Le 14 juillet 1789, ce n’est pas la liberté, c’est la barbarie. Des émeutiers, armés par des bourgeois parisiens et appuyés par des loges maçonniques, prennent d’assaut la Bastille. Ils sont sans foi ni loi, et leur seul but est de répandre le sang. Et 235 ans plus tard ? Rien n’a changé. Chaque 14 juillet, les flammes reprennent :
- voitures incendiées,
- commerces pillés,
- policiers caillassés,
- citoyens innocents poignardés.
Et le pire ? C’est que ces scènes de chaos sont l’image exacte de ce qu’a été le 14 juillet 1789. Des bandes déchaînées qui attaquent l’ordre établi. La racaille d’aujourd’hui rejoue le scénario de 1789, mais sans noblesse, sans excuse, sans foi.
Ce soir, pendant que certains lèveront leur verre à la santé d’une République qui ne les protège même plus, d’autres prépareront des cocktails Molotov, des battes, des pétards transformés en mortiers de guerre. C’est ça la « fête nationale » ? C’est ça l’héritage des Lumières ? Une nuit de violence où les innocents doivent se barricader chez eux pendant que les barbares s’approprient la rue ?
La République est fondée sur le sang. Et tout ce qui naît dans le sang finit par être englouti dans la mort. C’est cette même République qui a guillotiné les femmes, comme Olympe de Gouges, pensant obtenir l’égalité. Mais l’égalité n’est jamais venue. Elle a simplement été écrasée sous la lame de la Terreur. C’est cette même République qui a chassé les sœurs de leurs couvents, expulsé les prêtres, saccagé les églises, détruit les statues. C’est cette même République qui aujourd’hui ferme les yeux sur la délinquance, mais qui donne des subventions aux associations LGBT et aux agents de censure numérique.
Les jeunes qui rêvent aujourd’hui d’une « purge« , comme ils disent, ne sont pas si différents des émeutiers de 1789. Ils sont leurs enfants spirituels. Ils veulent le chaos, le sang, le pouvoir par la force. Ils n’ont ni Dieu, ni respect, ni ordre. Ils sont remplis de haine contre la France éternelle. Et ils ont le même regard haineux que ceux qui jadis faisaient rouler les têtes sur les places publiques.

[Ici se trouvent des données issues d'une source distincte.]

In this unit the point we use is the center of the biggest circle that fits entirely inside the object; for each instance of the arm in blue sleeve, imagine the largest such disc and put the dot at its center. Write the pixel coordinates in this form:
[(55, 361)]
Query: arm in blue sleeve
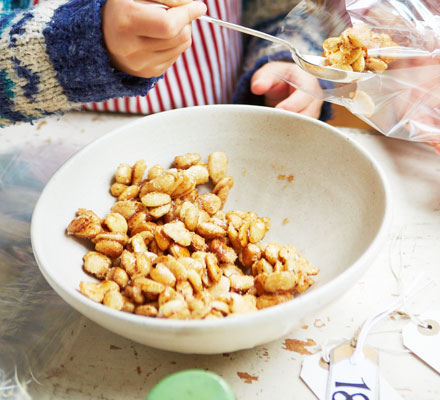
[(54, 59)]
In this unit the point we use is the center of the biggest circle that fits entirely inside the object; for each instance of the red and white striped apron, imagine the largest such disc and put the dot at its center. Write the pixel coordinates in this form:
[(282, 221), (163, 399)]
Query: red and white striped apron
[(205, 74)]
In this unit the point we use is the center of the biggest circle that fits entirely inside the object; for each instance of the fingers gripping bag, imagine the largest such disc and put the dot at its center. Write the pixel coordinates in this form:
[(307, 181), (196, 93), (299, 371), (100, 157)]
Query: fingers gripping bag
[(395, 44)]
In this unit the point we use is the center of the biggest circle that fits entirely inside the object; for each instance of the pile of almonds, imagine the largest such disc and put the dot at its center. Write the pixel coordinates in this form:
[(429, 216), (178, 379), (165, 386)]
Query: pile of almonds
[(165, 250)]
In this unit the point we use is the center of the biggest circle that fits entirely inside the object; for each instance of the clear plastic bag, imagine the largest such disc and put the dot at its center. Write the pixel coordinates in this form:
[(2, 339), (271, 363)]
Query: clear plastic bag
[(35, 323), (401, 102)]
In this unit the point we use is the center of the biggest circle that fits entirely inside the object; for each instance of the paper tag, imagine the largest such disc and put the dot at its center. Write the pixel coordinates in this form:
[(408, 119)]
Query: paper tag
[(425, 342), (349, 380), (314, 373)]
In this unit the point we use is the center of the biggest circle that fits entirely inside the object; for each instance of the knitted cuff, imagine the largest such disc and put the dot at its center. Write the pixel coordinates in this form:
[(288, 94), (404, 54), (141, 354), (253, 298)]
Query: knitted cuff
[(76, 48)]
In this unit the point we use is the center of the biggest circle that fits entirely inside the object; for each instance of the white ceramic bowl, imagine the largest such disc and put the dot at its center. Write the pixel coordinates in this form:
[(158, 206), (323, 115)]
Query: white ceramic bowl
[(337, 208)]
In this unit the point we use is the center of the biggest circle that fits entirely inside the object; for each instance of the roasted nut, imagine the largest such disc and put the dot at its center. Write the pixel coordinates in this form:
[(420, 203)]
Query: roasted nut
[(127, 208), (96, 291), (198, 243), (241, 283), (156, 199), (224, 253), (130, 192), (178, 232), (269, 300), (257, 230), (97, 264), (177, 250), (223, 187), (138, 172), (135, 293), (275, 282), (262, 266), (210, 231), (160, 273), (167, 251), (177, 268), (210, 203), (113, 299), (154, 172), (189, 213), (186, 185), (110, 248), (169, 294), (163, 241), (138, 244), (198, 173), (185, 289), (85, 225), (350, 50), (214, 271), (249, 255), (160, 211), (116, 223), (187, 160), (117, 188), (128, 305), (148, 286), (119, 276), (195, 280)]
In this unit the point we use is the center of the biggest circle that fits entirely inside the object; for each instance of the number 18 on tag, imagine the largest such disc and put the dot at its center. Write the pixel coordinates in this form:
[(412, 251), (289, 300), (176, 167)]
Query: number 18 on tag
[(350, 378)]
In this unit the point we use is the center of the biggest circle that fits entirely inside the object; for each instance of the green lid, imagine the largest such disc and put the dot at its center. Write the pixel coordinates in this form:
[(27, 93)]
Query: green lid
[(192, 384)]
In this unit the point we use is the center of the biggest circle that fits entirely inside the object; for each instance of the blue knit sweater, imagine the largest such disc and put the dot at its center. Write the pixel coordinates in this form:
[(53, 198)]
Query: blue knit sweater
[(53, 57)]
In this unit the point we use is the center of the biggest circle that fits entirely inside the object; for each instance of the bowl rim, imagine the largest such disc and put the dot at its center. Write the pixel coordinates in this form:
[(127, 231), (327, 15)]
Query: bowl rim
[(231, 321)]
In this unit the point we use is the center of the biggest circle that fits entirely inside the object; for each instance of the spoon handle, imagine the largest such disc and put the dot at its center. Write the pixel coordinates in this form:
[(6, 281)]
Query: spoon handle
[(246, 30)]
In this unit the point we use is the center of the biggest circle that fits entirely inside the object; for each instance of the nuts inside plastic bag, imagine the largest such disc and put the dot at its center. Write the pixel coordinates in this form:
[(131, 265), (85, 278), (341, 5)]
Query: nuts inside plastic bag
[(399, 96)]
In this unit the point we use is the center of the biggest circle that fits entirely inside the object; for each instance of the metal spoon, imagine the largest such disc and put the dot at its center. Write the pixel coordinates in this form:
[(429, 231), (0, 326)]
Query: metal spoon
[(311, 64)]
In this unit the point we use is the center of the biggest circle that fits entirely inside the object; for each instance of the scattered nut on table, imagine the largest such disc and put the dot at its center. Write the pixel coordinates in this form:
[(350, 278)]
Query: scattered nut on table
[(166, 251)]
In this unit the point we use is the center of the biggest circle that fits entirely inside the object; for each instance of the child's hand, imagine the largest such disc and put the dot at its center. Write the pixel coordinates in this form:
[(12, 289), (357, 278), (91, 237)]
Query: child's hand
[(280, 94), (144, 40)]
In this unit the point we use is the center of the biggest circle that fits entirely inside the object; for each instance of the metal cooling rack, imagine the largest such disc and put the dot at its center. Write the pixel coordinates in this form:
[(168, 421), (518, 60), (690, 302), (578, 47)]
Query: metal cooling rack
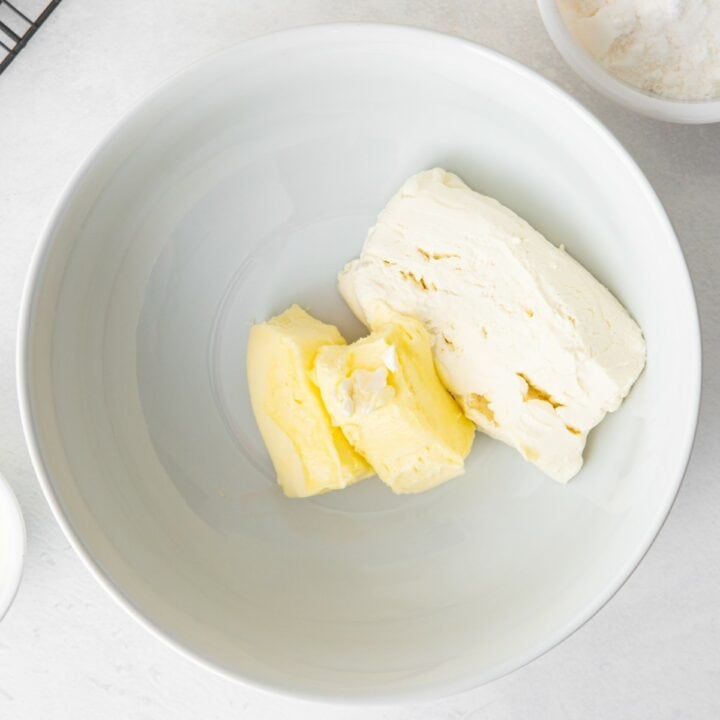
[(19, 21)]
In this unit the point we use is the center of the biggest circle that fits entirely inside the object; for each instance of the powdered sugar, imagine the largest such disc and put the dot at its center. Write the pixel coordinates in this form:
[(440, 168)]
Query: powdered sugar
[(667, 47)]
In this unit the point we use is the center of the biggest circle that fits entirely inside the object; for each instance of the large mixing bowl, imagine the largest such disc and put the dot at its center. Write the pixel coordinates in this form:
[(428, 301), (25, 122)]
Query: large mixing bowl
[(242, 186)]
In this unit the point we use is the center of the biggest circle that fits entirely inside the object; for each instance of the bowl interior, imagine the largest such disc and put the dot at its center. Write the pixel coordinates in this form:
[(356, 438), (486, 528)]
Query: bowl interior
[(243, 186)]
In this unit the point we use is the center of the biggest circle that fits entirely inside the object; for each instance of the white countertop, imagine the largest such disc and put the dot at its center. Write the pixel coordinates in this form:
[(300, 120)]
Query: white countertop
[(67, 651)]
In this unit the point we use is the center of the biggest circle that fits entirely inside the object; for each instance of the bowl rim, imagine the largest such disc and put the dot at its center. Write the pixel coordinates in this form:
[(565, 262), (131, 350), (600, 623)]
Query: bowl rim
[(314, 34), (11, 513), (590, 70)]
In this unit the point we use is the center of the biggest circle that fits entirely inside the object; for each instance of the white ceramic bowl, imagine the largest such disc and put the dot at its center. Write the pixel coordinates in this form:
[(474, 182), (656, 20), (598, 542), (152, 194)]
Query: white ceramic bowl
[(243, 185), (679, 111), (12, 546)]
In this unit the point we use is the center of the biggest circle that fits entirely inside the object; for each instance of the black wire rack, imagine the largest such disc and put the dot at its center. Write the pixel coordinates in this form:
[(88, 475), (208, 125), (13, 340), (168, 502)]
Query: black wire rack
[(19, 21)]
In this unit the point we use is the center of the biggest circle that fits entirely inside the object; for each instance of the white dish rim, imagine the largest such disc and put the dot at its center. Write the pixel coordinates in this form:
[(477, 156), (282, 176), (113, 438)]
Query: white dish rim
[(11, 513)]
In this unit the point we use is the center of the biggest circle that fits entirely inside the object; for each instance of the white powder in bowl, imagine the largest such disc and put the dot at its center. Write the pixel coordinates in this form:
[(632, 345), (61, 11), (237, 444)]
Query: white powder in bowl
[(669, 48)]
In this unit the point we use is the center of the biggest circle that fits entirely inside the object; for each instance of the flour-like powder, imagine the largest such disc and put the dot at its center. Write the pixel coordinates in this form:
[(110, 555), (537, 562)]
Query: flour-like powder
[(666, 47)]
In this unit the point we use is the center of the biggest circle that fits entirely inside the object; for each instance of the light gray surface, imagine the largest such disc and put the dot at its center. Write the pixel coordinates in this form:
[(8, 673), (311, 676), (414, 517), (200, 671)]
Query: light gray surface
[(67, 651)]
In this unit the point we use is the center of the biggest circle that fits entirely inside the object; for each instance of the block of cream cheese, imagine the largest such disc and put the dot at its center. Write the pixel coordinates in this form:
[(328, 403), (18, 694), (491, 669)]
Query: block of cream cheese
[(385, 394), (310, 455), (534, 348)]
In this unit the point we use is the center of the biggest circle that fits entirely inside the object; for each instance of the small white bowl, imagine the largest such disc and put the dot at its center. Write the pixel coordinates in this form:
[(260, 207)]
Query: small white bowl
[(679, 111), (12, 546)]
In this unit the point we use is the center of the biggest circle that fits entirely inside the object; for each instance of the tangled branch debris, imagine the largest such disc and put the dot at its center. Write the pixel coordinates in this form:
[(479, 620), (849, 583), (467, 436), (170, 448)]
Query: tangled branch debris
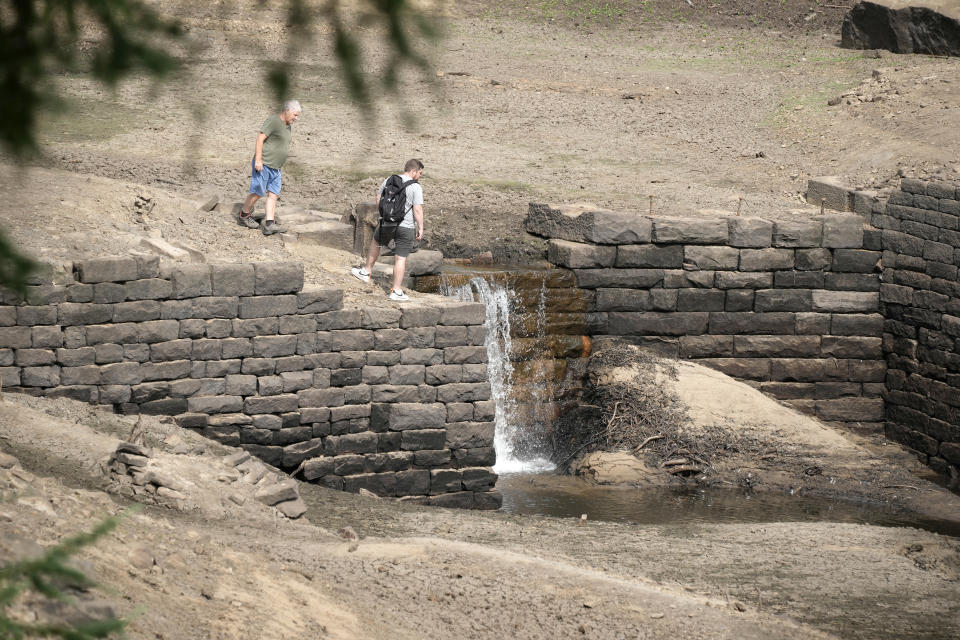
[(628, 405)]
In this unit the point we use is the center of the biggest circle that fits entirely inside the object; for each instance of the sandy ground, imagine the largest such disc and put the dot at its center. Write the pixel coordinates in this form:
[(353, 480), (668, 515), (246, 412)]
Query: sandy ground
[(218, 570), (519, 104), (696, 107)]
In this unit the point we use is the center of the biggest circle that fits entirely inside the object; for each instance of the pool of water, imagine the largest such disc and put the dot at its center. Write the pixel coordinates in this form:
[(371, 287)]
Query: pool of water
[(548, 494)]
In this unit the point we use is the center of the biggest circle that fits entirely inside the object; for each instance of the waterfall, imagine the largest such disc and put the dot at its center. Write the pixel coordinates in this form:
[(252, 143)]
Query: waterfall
[(509, 437)]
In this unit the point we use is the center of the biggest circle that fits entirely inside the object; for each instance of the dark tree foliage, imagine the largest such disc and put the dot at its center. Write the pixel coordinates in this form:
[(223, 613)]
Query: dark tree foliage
[(42, 38)]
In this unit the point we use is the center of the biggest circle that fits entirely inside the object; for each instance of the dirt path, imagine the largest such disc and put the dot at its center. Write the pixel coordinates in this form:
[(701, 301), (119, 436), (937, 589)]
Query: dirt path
[(520, 107), (221, 570)]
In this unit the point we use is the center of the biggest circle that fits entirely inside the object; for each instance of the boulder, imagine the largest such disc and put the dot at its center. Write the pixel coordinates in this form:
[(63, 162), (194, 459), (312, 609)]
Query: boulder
[(904, 26)]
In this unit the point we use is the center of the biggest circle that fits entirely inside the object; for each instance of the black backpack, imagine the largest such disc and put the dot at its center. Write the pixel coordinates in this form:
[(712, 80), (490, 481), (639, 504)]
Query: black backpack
[(393, 200)]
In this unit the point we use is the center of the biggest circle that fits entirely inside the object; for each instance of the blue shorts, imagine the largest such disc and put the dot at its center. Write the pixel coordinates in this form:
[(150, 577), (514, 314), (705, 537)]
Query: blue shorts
[(265, 180)]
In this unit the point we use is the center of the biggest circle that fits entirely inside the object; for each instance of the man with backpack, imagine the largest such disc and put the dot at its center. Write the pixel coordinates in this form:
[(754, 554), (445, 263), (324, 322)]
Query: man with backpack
[(400, 202)]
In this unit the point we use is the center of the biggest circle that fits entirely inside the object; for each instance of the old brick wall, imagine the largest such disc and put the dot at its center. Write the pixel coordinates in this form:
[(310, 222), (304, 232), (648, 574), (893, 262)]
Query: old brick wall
[(791, 306), (921, 302), (394, 400)]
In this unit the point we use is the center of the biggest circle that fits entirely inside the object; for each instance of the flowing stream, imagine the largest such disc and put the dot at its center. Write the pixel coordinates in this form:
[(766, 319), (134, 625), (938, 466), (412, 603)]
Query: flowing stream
[(515, 451)]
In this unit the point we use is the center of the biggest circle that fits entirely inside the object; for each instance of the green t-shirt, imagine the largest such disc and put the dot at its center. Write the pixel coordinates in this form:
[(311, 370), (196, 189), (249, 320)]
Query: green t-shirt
[(277, 144)]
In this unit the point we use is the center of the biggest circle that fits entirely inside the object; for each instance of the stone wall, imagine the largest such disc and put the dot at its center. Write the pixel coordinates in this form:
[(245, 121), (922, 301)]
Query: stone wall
[(390, 398), (921, 302), (791, 306)]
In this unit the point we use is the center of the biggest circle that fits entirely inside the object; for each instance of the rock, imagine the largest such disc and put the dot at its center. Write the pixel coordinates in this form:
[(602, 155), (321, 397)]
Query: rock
[(131, 460), (209, 202), (293, 509), (135, 449), (347, 533), (277, 492), (904, 26), (615, 468), (7, 461), (236, 459)]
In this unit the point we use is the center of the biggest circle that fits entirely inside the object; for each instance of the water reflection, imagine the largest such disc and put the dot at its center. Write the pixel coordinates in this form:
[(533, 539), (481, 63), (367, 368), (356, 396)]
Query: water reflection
[(569, 497)]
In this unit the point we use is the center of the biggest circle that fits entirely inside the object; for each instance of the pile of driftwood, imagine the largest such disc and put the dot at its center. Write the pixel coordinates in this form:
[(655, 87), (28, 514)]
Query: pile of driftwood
[(626, 406)]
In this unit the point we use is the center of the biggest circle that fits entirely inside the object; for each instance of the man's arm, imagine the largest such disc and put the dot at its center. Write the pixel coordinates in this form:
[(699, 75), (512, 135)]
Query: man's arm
[(258, 154), (418, 216)]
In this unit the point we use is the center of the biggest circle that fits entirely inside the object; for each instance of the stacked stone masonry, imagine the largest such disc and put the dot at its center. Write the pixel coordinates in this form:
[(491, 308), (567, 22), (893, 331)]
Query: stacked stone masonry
[(920, 295), (393, 400), (791, 306)]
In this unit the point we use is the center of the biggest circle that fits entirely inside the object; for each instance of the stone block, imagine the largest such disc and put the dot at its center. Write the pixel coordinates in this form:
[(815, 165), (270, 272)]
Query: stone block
[(267, 306), (469, 435), (700, 300), (797, 233), (690, 231), (404, 416), (106, 269), (181, 349), (850, 410), (808, 370), (783, 300), (842, 232), (127, 373), (380, 317), (750, 232), (191, 281), (829, 191), (653, 323), (857, 260), (82, 313), (413, 482), (232, 279), (478, 478), (853, 282), (706, 346), (253, 405), (766, 259), (320, 397), (463, 313), (419, 439), (575, 255), (46, 336), (109, 292), (776, 346), (798, 280), (36, 315), (650, 256), (813, 259), (846, 301), (856, 324), (619, 278), (313, 299), (465, 355), (749, 323), (711, 258), (274, 346), (739, 280), (463, 392), (154, 331)]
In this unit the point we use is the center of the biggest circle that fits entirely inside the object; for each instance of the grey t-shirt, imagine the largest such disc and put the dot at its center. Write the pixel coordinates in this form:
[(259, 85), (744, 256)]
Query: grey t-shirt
[(414, 196)]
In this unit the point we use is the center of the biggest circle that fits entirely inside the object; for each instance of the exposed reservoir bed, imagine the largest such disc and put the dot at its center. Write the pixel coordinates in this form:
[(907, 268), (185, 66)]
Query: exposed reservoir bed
[(559, 496)]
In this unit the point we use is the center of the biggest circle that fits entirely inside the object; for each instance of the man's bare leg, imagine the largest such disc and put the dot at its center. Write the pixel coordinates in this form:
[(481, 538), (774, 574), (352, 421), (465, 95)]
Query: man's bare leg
[(372, 256), (271, 205), (249, 203), (399, 264)]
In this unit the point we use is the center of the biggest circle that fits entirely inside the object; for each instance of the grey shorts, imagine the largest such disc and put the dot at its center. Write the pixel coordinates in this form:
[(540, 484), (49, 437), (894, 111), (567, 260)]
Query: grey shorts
[(402, 237)]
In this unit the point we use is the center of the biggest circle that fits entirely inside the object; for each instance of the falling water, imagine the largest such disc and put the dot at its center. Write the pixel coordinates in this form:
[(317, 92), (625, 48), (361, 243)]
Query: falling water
[(509, 437)]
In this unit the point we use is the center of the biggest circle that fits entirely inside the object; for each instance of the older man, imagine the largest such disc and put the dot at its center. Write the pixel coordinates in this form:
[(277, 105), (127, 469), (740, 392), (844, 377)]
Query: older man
[(272, 147)]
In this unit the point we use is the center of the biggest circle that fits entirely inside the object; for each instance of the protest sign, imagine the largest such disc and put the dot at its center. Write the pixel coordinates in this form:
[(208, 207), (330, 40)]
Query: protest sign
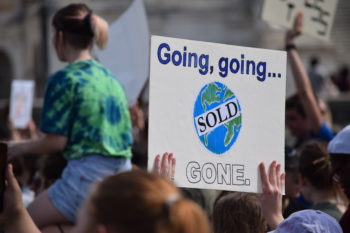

Nous ne fêtons pas ce jour. Nous le pleurons. Parce qu’il nous rappelle les prêtres massacrés, les vendéens exterminés, les familles ruinées, l’ordre naturel détruit. Nous pleurons Louis XVI, roi martyr, nous pleurons nos saints persécutés, nous pleurons la Croix renversée. Mais nous espérons aussi.
Parce que notre civilisation est fondée sur la vie. Sur le baptême. Sur la paix du Christ. « Brûle ce que tu as aimé, aime ce que tu as brûlé« , disait saint Remi à Clovis.La France renaîtra le jour où elle brûlera sa République et aimera à nouveau son Dieu.
Ce soir, ne laissez pas vos enfants seuls dans les rues. Protégez vos proches. Ce soir, c’est le 14 juillet… et ce ne sera pas des lampions et de la guinguette, ce sera des sirènes, du feu, des pleurs. Et pendant ce temps, les élites boivent du champagne, pendant que les pauvres s’entretuent.
Mais nous, on prie, nous, on veille, nous, on sait que le Christ est Roi, et que cette République antichrist est déjà condamnée par le Ciel.